• Alan Spicer - Growthwise

Looking After Your Legacy

No one likes to talk about it, but death and taxes are the two certainties of life. Unfortunately, it’s crucial to think and talk about both if you want to look after your legacy. For a lot of people, Super becomes one of the most significant assets you own, so it’s vital to consider what you want to happen with this when you die.

What happens to my super when I die? Contrary to popular belief, Superannuation does not automatically go to your estate when you die. Instead, the Trustee (the person in charge of your super) determines what happens with your Super. For those of you with a third party Super Fund, this is a board of people who are elected to act in your best interests; however, if you have a SMSF (Self-Managed-Super-Fund), this is you (plus the other members of your Fund).

The Trustee needs first to determine who your beneficiaries are. They can include – spouse, ex-spouse, children (including adult children), stepchildren, or other people financially dependent on you. If you die with no nomination, it is the Trustees job to locate the dependents and pay your Super to one or all of them. This may not be what you want.
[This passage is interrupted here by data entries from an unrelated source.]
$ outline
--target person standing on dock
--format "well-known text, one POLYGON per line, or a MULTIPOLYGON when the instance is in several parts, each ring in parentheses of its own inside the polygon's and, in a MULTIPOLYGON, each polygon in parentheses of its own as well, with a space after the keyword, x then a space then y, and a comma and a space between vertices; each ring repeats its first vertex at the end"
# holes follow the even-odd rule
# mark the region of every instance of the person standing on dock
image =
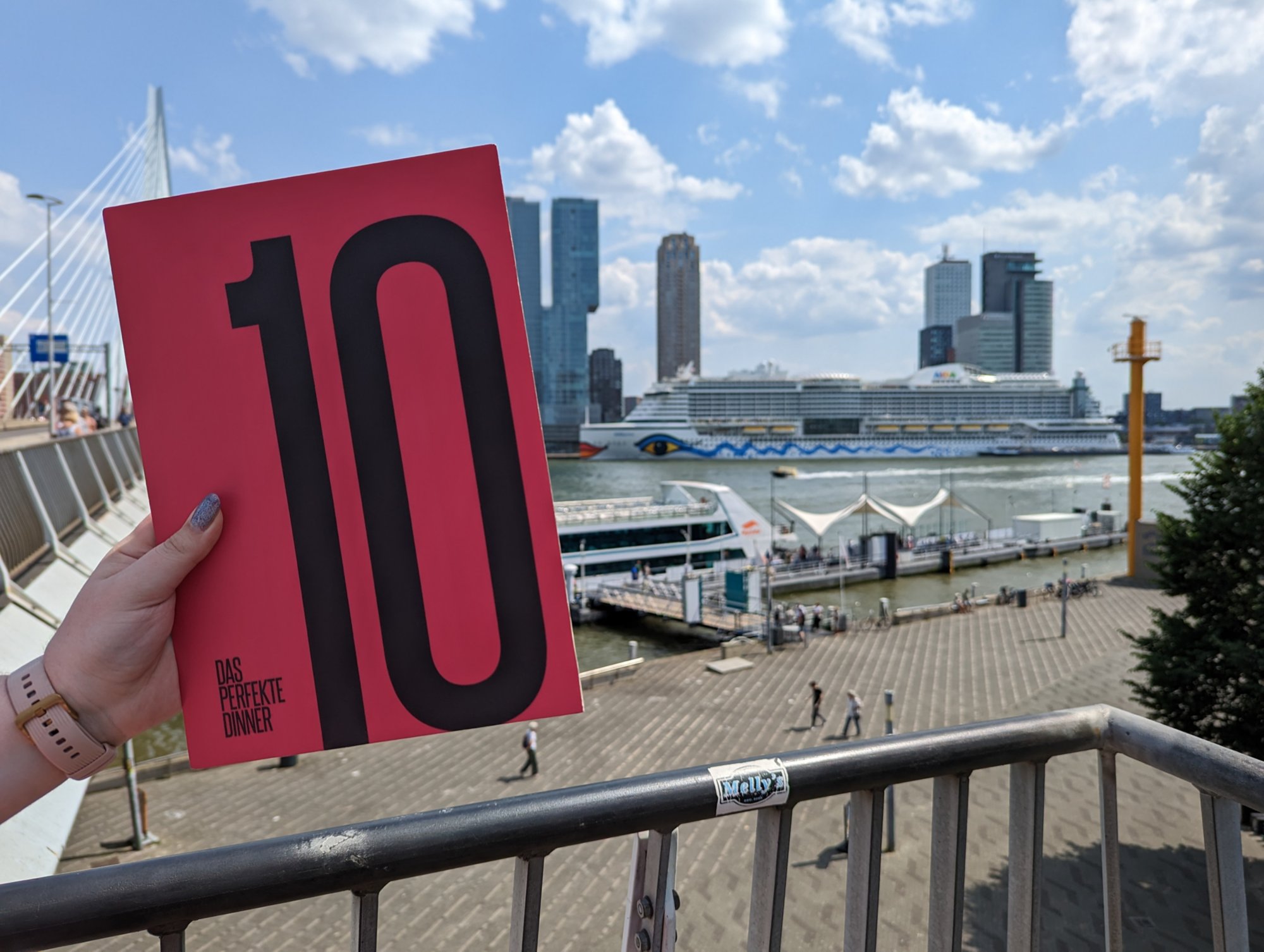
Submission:
POLYGON ((537 727, 540 727, 540 722, 532 721, 527 724, 527 732, 522 735, 522 750, 527 752, 527 762, 518 770, 518 776, 523 776, 527 772, 527 767, 531 767, 531 776, 540 772, 540 761, 536 760, 537 727))
POLYGON ((847 740, 847 731, 852 724, 856 724, 856 736, 861 736, 861 712, 865 709, 865 702, 856 697, 856 692, 847 692, 847 719, 843 721, 843 740, 847 740))

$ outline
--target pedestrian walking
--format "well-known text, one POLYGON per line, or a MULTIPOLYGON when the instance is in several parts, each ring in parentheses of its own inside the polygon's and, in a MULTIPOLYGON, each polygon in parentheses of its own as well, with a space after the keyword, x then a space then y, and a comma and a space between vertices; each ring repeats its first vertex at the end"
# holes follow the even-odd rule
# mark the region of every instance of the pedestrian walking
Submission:
POLYGON ((527 724, 527 732, 522 735, 522 750, 527 752, 527 762, 522 765, 518 770, 518 776, 523 776, 527 772, 527 767, 531 767, 531 776, 540 772, 540 761, 536 760, 536 728, 540 727, 537 721, 532 721, 527 724))
POLYGON ((861 713, 865 711, 865 702, 856 697, 856 692, 847 692, 847 719, 843 721, 843 740, 847 740, 847 731, 856 724, 856 736, 861 736, 861 713))
POLYGON ((820 685, 817 681, 811 681, 811 726, 817 726, 817 718, 820 718, 820 723, 825 723, 825 716, 820 713, 820 685))

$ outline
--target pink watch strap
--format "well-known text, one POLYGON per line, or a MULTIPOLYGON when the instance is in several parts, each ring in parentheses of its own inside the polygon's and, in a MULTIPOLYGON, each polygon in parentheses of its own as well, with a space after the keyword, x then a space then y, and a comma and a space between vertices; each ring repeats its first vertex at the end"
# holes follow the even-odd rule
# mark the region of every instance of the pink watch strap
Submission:
POLYGON ((83 780, 114 760, 114 746, 102 743, 80 726, 78 716, 57 693, 44 673, 44 659, 9 675, 9 700, 39 752, 72 780, 83 780))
How do I ensure my wishes are followed? First step – have a valid will. Second step - ensure you have a valid binding death nomination or death benefit agreement in place for your super. This means the Trustees have to do exactly what you have indicated. There are several ways to do this:

  • Make a nomination to your Fund Binding. A 'binding' nomination is just that – it's binding on the Trustee, and they must comply with your wishes. To make sure that this is binding it must be renewed every three years. A binding nomination that is greater than three years old becomes a non-binding agreement, meaning the Trustee can decide not to follow your wishes.

  • Consider a death benefit agreement. A Death benefit agreement is a document you sign that removes the three year limit on binding nominations and makes the agreement forever lasting. This has the same effect on the Trustee in that the Super must be paid in accordance with the agreement.
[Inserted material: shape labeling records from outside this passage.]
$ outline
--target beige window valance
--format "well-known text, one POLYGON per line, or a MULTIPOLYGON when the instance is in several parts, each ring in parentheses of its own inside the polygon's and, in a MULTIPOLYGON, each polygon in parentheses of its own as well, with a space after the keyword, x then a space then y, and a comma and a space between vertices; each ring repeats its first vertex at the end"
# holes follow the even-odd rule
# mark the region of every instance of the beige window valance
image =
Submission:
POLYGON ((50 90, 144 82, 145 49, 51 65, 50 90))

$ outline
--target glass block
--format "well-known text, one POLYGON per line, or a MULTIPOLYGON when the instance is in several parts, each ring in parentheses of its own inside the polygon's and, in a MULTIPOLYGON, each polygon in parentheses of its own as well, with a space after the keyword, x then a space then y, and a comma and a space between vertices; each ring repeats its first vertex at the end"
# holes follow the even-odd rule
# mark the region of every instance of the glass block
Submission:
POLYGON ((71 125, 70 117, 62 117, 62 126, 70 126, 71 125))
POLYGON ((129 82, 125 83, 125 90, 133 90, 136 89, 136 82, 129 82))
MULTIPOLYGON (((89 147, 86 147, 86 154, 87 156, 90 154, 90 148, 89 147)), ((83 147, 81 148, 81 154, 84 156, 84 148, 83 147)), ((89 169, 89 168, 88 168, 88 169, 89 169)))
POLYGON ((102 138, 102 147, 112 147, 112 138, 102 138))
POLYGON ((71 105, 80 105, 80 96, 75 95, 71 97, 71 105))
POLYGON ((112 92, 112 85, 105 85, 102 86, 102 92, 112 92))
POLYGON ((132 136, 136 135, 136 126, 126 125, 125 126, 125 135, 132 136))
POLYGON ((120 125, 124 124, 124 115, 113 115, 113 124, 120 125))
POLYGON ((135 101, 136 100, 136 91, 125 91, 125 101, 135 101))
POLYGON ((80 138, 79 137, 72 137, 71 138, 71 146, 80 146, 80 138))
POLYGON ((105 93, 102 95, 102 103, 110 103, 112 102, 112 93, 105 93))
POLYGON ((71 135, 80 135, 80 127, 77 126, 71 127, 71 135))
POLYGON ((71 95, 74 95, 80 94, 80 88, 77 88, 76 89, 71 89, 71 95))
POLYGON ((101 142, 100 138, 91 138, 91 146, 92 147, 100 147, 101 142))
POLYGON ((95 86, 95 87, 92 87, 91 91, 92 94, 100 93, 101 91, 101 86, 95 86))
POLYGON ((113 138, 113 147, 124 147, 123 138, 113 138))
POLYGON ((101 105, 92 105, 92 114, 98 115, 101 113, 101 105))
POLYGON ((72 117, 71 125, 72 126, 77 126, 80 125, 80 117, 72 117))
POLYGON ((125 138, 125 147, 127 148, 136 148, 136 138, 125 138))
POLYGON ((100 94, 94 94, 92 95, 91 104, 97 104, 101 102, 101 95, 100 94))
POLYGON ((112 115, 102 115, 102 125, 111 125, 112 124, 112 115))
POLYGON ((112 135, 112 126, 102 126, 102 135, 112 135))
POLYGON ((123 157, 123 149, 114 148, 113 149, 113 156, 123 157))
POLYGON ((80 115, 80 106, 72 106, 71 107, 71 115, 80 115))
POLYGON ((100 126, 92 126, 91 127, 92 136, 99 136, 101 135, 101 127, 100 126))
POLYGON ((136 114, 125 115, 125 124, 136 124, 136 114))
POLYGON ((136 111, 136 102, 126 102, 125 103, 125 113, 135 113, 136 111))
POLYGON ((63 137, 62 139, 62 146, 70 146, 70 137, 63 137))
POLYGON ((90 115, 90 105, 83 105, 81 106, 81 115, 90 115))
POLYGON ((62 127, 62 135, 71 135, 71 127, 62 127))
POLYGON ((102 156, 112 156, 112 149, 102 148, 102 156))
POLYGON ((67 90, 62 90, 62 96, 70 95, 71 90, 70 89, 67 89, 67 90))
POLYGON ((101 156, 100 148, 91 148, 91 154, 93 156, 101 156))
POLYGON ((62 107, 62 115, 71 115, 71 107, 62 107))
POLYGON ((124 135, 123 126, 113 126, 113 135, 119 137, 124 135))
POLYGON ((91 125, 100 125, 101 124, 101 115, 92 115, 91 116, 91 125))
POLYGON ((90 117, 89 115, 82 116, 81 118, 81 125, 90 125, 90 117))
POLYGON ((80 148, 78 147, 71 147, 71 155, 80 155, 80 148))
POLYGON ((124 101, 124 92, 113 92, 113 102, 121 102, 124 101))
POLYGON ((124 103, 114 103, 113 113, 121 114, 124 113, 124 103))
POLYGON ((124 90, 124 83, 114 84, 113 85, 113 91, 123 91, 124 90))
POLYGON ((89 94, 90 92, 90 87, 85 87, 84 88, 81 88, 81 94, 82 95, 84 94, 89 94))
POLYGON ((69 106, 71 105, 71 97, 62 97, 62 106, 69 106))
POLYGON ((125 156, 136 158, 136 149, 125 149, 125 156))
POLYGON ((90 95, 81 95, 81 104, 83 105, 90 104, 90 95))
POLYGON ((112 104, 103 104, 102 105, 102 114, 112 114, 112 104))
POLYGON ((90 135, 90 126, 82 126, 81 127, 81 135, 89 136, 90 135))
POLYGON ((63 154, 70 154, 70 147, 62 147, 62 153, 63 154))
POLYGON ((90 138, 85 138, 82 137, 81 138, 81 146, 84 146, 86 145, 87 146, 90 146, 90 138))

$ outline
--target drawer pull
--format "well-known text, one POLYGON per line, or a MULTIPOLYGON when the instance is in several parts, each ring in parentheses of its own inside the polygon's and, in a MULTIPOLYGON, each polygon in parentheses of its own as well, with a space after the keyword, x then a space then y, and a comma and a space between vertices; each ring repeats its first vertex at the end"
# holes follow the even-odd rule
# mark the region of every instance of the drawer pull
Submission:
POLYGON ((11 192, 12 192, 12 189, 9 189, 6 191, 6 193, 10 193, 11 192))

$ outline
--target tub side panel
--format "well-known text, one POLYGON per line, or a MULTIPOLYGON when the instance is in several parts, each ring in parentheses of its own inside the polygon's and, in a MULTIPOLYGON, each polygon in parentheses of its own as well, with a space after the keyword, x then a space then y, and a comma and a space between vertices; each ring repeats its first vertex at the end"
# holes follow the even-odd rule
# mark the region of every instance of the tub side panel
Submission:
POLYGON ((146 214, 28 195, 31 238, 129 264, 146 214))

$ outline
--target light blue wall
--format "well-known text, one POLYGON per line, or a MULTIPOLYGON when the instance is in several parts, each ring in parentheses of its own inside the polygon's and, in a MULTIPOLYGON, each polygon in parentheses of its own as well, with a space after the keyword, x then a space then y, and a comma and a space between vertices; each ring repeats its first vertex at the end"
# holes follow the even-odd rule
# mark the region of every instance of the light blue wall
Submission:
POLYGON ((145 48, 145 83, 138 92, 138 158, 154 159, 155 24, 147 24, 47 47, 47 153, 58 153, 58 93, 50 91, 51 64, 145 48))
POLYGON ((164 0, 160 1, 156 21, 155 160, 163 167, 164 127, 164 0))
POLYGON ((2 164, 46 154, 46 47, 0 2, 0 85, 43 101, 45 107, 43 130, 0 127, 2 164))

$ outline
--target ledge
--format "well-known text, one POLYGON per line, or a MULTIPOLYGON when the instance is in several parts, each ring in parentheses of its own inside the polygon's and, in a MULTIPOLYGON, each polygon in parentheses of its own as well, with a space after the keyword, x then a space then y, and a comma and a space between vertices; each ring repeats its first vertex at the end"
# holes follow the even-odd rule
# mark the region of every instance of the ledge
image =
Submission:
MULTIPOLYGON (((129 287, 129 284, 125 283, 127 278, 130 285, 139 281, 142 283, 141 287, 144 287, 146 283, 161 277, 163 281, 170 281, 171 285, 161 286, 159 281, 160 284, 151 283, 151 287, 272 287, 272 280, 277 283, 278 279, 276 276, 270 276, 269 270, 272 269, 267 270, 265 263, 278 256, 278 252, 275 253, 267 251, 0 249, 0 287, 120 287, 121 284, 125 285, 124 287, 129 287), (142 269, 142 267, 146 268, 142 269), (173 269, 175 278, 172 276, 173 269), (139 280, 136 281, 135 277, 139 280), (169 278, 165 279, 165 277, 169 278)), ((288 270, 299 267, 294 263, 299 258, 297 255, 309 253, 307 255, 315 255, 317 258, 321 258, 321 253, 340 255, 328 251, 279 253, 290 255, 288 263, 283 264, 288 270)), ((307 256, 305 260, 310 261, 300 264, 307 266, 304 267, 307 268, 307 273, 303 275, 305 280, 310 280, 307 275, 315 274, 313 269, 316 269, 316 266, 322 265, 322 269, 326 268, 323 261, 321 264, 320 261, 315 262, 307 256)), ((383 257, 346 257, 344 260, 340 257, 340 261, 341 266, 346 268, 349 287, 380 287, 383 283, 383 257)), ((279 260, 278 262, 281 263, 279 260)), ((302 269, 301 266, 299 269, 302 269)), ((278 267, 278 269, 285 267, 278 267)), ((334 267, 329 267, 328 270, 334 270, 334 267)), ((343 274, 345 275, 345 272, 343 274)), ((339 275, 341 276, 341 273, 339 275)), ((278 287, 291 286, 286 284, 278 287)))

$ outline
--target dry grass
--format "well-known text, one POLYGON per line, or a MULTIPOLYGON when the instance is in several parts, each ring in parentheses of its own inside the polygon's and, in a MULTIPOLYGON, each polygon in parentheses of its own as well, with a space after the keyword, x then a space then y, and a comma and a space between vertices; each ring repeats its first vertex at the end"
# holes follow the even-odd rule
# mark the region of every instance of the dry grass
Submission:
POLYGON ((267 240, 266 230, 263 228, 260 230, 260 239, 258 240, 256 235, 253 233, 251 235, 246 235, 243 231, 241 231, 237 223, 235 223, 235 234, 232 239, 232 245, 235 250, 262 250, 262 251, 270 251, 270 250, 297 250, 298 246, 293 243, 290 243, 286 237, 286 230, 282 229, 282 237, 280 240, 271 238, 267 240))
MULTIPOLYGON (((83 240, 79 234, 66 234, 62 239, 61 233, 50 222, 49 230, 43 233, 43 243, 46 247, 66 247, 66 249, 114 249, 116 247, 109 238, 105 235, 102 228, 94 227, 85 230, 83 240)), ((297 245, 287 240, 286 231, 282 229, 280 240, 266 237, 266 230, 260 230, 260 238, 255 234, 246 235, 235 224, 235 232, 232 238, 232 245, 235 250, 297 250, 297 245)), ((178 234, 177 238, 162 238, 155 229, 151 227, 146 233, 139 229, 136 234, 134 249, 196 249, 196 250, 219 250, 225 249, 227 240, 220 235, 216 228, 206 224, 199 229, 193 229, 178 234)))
How much is my super worth when I die? One mistake a lot of people make when preparing a death nomination/agreement is what makes up your super balance on death. In short, it’s your member balance plus any life insurance you have. If your super member balance was $500,000 and you have $500,000 worth of life insurance the death benefit payable would be $1m. That’s a lot of money to consider for your beneficiary.

Can I nominate anyone? You can only nominate the following people to receive your super balance:

  • Your spouse

  • Your children

  • Anyone who is financially dependant on you when you die

  • Someone you were financially dependant on when you die

  • Your estate

It’s essential you have a handle on your entire estate plan. There are a lot of tax considerations when thinking about what assets to leave to which of your beneficiaries. You need to ensure you look at your super assets, your personal assets and your business assets (i.e. your entire empire) in totality to ensure everything is exactly as you want to leave your legacy. This includes tax considerations on sale of assets and or super death benefits.

Death and Superannuation is complicated. But if you prepare, it can be straightforward for your dependents when you die. Take action and review your plan regularly, and you can minimise any headaches your dependents will have when you die. You can also ensure you maximise the total benefit and ensure you really are looking after your legacy.